There are, first of all, those who remember, who perform from time to time when hands were light and the harvest has been gathered. It is that such men came out, voices thin and long, memories fresh like freshly fallen dew. They reminded us ordinary folks where the rain began to beat us. It was a narrative of hints and suggestions, narrative with something to take home and ponder. In pondering the narrative the question arises: what must be done? These men were young and ready to engage with the society into the future.

But we are talking of those who record. Those who remind others not just what happened. We want to know why it happened in case it is something that should never happen again. They narrate and those who listened heard the tales of their ancestors.

There followed the lettered brethren, the ones the missionaries trained to turn their brethren against themselves. These are the ones who began to write down the history of what happened in the dim past.

Sometimes they ask those who wrote from memory reminding them of some details here and there, reminding them of those juicy details that make the details such joy to read. Thus, the records were compiled and the writings were done. Raw material is what is stored here. Narrative after narrative is what is written here.

There are those who would take both oral and written and from both compose powerful documents that cannot be contradicted.

Which brings us to the lawyers and their own narratives.
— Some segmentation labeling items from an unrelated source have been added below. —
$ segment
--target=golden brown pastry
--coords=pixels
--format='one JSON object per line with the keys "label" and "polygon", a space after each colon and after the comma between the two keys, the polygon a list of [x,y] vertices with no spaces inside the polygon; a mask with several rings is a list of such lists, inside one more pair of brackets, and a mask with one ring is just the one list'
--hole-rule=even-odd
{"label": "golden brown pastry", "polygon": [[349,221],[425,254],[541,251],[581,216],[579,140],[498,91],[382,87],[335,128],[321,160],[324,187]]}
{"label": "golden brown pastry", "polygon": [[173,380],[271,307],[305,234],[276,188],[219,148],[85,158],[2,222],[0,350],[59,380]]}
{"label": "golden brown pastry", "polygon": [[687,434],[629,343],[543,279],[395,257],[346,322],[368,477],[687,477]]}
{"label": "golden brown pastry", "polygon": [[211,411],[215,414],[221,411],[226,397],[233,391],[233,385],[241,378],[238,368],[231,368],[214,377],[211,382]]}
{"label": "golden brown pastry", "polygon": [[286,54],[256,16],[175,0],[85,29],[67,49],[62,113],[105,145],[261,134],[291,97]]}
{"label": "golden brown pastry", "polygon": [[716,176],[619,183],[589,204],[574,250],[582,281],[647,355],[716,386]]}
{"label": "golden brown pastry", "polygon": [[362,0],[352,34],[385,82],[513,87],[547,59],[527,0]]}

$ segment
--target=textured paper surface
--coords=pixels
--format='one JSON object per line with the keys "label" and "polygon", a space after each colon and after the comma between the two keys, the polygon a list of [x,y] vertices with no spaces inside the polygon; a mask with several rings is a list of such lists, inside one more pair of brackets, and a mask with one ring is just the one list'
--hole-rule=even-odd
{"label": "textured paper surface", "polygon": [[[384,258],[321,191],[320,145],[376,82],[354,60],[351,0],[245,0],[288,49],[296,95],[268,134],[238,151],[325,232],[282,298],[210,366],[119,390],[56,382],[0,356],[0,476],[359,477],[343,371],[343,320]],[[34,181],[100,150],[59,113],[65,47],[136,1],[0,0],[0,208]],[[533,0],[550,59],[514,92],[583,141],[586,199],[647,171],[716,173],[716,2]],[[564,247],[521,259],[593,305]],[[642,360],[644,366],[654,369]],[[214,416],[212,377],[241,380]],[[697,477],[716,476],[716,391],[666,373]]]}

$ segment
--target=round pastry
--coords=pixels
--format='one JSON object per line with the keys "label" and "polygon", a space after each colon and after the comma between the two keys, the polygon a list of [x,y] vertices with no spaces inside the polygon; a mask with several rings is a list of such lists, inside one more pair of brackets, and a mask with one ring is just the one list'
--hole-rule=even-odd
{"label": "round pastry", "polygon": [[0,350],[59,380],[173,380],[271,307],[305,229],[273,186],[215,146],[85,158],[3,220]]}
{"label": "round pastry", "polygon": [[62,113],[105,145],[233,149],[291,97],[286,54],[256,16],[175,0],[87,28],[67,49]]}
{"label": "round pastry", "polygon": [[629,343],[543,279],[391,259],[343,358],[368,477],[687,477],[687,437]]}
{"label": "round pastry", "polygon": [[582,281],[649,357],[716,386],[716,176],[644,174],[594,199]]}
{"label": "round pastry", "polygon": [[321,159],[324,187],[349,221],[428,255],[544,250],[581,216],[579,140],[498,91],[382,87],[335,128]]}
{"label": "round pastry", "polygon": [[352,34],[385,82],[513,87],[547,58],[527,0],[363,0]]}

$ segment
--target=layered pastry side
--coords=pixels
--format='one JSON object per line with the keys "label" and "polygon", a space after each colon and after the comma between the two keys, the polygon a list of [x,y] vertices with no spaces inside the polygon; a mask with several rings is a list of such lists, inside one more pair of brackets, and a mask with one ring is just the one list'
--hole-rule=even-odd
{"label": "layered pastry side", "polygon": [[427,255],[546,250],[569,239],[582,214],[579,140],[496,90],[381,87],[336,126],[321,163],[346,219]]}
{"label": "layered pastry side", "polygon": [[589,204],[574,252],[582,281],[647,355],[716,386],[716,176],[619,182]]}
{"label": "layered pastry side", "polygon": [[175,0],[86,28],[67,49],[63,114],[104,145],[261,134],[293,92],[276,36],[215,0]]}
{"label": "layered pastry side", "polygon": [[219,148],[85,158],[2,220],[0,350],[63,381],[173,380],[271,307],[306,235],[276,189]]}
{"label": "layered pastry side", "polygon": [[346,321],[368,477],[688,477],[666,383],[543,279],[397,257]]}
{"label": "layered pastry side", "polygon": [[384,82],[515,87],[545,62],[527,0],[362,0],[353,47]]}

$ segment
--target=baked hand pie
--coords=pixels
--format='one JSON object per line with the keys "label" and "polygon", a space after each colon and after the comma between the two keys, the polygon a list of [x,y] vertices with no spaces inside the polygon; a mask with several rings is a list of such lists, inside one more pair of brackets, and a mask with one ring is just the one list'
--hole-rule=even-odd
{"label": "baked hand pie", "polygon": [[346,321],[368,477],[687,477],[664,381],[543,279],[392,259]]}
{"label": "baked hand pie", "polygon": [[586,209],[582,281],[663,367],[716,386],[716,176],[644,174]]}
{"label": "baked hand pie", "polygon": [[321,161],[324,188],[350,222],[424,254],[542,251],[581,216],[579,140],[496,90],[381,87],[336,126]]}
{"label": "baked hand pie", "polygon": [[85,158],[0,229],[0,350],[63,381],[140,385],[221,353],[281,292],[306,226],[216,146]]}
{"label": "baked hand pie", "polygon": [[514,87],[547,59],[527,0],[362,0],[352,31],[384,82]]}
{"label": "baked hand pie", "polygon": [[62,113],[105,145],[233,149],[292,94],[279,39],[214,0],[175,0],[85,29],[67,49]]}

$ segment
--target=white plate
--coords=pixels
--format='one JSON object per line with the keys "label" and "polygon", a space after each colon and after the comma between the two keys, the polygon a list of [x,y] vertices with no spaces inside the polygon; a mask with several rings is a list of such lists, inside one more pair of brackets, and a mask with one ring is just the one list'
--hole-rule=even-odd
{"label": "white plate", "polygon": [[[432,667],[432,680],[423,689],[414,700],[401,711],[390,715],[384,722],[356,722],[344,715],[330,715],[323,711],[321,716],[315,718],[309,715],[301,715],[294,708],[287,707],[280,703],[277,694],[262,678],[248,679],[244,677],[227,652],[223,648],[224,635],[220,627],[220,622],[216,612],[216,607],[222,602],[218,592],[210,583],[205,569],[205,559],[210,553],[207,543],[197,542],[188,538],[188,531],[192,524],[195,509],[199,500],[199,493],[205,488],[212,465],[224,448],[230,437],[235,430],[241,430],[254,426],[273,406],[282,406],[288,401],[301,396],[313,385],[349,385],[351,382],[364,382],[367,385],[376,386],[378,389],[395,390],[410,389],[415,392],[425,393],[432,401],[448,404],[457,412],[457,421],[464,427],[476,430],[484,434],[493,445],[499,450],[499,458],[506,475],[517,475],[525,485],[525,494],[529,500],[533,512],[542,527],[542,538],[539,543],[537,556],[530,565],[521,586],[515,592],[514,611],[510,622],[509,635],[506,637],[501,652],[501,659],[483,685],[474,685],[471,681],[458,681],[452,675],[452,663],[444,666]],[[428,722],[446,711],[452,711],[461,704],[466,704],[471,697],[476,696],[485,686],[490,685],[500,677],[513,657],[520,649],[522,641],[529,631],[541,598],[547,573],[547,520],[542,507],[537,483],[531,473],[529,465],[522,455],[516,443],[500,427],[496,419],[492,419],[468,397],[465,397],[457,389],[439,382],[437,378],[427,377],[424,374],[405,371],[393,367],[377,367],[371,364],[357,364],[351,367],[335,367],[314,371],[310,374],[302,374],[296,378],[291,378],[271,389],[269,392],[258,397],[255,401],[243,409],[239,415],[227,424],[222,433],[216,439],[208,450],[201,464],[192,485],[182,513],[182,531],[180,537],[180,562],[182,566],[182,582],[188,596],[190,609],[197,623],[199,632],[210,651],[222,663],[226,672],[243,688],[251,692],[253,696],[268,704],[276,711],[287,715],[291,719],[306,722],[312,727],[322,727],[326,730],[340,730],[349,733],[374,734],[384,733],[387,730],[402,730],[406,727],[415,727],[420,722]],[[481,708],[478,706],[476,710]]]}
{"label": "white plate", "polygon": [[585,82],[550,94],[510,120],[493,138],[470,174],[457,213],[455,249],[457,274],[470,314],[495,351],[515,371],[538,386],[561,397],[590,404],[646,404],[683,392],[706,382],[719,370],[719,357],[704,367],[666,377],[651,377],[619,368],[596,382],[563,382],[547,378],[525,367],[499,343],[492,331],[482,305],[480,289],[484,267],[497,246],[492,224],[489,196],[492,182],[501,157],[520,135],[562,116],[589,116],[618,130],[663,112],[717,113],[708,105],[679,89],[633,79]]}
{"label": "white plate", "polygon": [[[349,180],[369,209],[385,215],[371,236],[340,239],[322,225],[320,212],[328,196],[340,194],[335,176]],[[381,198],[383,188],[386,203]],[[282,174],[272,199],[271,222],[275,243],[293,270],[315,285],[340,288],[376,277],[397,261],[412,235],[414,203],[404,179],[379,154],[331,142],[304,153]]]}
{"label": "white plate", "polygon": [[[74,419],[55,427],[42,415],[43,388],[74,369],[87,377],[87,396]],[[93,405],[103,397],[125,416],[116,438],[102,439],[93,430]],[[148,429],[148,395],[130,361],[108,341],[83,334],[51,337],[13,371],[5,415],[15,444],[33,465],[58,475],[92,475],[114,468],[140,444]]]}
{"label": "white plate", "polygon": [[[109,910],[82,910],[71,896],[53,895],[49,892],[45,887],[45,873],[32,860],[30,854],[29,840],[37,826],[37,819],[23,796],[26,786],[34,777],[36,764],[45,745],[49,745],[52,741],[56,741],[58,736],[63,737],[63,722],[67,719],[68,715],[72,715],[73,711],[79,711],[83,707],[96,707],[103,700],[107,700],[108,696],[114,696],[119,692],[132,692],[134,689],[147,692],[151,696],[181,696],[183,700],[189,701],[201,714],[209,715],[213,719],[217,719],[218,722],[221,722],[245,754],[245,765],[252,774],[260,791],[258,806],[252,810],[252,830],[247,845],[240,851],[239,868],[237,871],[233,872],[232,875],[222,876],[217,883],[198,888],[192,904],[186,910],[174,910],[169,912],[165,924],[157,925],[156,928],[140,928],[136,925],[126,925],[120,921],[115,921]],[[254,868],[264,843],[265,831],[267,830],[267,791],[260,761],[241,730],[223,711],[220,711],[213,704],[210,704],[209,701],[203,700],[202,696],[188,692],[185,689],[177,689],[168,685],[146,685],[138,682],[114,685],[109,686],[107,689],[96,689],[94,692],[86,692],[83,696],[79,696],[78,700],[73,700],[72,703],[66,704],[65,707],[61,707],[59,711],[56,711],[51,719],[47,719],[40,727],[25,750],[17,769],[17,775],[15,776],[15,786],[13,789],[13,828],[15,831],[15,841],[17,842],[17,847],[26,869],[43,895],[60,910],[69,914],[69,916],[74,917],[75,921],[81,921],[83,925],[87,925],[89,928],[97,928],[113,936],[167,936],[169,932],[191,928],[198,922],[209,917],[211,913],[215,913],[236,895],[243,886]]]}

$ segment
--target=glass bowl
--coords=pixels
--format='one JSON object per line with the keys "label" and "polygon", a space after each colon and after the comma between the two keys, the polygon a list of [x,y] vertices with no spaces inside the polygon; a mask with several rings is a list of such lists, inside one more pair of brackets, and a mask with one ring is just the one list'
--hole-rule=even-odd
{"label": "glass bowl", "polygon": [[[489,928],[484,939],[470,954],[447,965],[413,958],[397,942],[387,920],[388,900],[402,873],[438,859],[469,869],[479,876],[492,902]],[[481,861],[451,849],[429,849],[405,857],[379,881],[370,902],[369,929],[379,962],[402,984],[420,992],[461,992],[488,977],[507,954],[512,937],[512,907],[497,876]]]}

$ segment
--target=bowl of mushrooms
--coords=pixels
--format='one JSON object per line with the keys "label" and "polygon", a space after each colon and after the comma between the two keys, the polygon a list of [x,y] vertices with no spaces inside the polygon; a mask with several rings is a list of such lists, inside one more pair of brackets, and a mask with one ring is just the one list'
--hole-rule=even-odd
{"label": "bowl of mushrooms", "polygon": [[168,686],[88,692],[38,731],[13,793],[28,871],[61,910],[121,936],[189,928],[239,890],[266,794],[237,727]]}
Tebbeka Ngcukaitobi is the author of The Land is Ours: South Africa’s First Black Lawyers and the Birth of Constitutionalism.

It is important to state that by the time the narrative got to the point where the lawyers must add their penny worth, the narrative had reached the stage of an argument. Remember how we have progressed? First there were the tellers of our tales, those who made sure we remember our story. Then there were those who wrote down. Then there were those who took the oral and the written and composed a powerful document that could not be contradicted. And then the lawyers could make their cases.

Like a lawyers’ brief, it is well-laid out. It is divided into three parts: part 1 is titled Land “How the land was lost.” This, for me, is unsatisfactory as an explanation of how the land was lost. Looks like the mythologizing of the lost of land. What happened in 1913 when black people were driven from their land? This is really a poor basis to lay the claim of equality with white men and argue for the human rights of black intellectuals.

From here onwards, we are onto a completely different terrain. These South African lawyers writing the story of land lost in South Africa turn to the Pan-Africanists of the North America and the Caribbean to improve their argument. It does not work. These are two different stories. The encounters are different. Slavery is the occasion for the encounters in North African and the Caribbean. Whatever the case that was being made collapses before it is made.

The ownership of African land cannot be disputed and it is not disputed at all. Nobody has disputed the process by which Africans lost the land. The complicated issue of how to get it back was going to be of interest to us all.

In spite of claiming the ownership of the land, the lawyers failed to make a case for themselves with the discussion of the putting together of the state of South Africa. They were not united. They were seen as members of different tribes, different ethnicities. All they got from the constitutionalism evolving were ‘crumbs of justice.’

The book is the documentation of one’s failure. Nothing could be more futile.

There is still no solution to the land issue other than that it belongs to the natives. In spite of that assertion, no case was made for the owners of the land, on the basis of which they assert their citizenship of the state. It was a glaring failure of the black people to argue their case.

We began with where justice is going to be found for black people. We have only dealt with the land issue. Supposing we include the issue of slavery and the matter of compensation the matter would become more complicated. For instance, Africans were slave traders. Must they be compensated too in the way and manner the white slave owners were compensated for loss of property?

That issue is likely to destroy the case for equality in the calculation for the compensation when it comes to compensation. Within the state, the issue will keep being post-phoned.

In the meantime, the land issue will take priority since it seems to be easier to call. But it does not lend itself to little inclusiveness. For too long, African issues have had to do with too little too late. Crumbs of justice is no justice at all!!!